A panel of native New Orleanians then took the stage to discuss how sport is making a difference, and where youth need more support to stay engaged. As the focus of our impact is young people, we invited youth representatives to share their voices alongside CEO of the Aspen Institute Walter Isaacson and ESPN Host Michael Smith.
Michael Smith, host of ESPN show His & Hers, shared how playing sports in the streets of New Orleans as a child shaped who he is an an adult. Those experiences helped him to “develop the discipline and leadership” he needed in his professional career. He stressed the importance of all youth having similar experiences, urging them to do “whatever it takes to be able to play with your immediate peers and develop conflict resolution skills.”
Unfortunately, the landscape of sport in New Orleans has changed since Michael Smith’s childhood. Tevin, a coach from Up2Us Sports, painted a more difficult picture. Growing up, Tevin recognized a significant lack of strong male role models in his neighborhood. This inspired him to undergo the training necessary to become a highly qualified youth sport coach. He became certified as a coach by our partner Up2Us Sports in hopes of making a positive difference in kids’ lives. Coach Tevin shared that,
70% of Up2Us coaches from the neighborhoods that we serve in. We are trying to give back, and let [youth] understand that they do not need to become what they see in front of them. We give these children different opportunities in life to change themselves from the environment that they’re living in.

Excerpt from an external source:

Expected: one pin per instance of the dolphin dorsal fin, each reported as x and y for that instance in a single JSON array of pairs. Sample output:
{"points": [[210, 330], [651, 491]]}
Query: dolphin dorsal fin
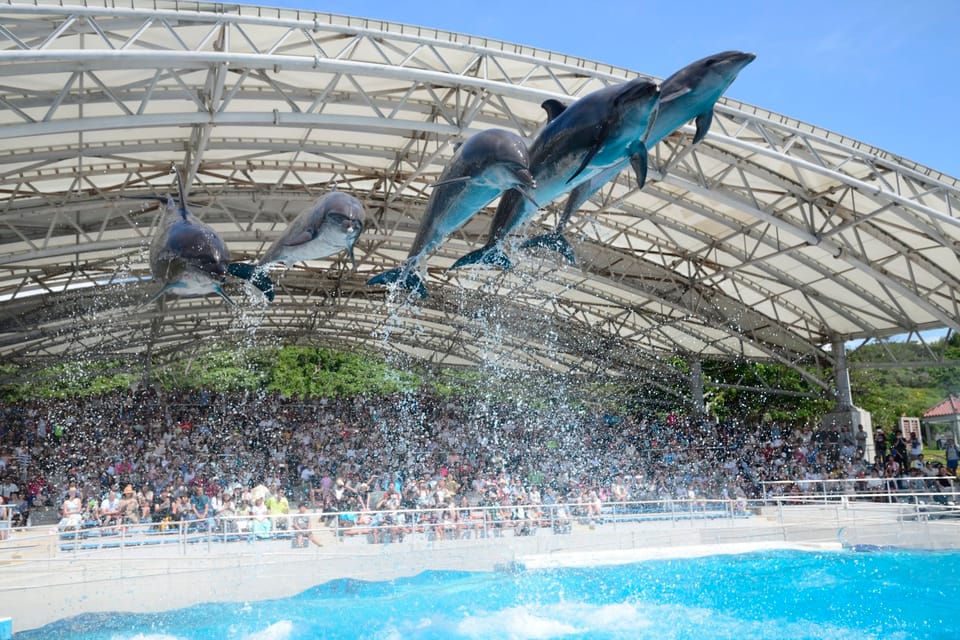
{"points": [[673, 95], [553, 108]]}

Tevin carries a deep responsibility for the youth that he serves. He is “touched” when his students share their personal problems with them. He explained that it helps him to realize his greater purpose as a mentor. His commitment drives him to go above and beyond his expected duties. As Tevin explained, he will often “take these guys to a gym on Saturday or Sunday, it’s important to have a safe space to enjoy themselves.”
The dangers of playing in unsafe neighborhoods have similarly challenged Ronjay, a youth participant from Youth Run NOLA. Ronjay voiced concerns that “just recently in my neighborhood someone was killed.” As a result, he has tried to stay indoors and out of trouble. Ronjay credited Youth Run NOLA, a Laureus-funded program that is building a community of healthy leaders through running, for changing his mindset. He explained that Youth Run NOLA “takes me outside and introduces me to people that won’t put me in a bad situation.” He said his running peers have continue to encourage him, keep him engaged, and drive him to do better in all aspects of life.
Building strong social networks is a critical component of another one of our local program partners, ELEVATE. Their practices emphasize a sense of family, as each student supports one another’s academic and athletic success. They incorporate both tutoring and elite basketball training with the goal of sending each participating to college on a scholarship. Kameryn, a youth participant from ELEVATE, explained that they start with homework and “if you don’t finish you don’t get on the court.” Kameryn made the point that having the support of tutors is especially important for some of her peers who don’t have parents they can rely on for homework help.
The discussion helped to inform our panel moderator Walter Isaacson. He declared,
This has moved me and provoked me to think more than any panel in a very long time. I have realized how important all these things are.
Walter stated that if he could do one thing to help the city of New Orleans, where we grew up, he would continue to multiply these efforts to use youth sport to its full potential. We are equally invested in sport’s greater purpose and will continue to galvanize local support. Thanks again to the Aspen Institute Sports & Society Program for their help in organizing this event.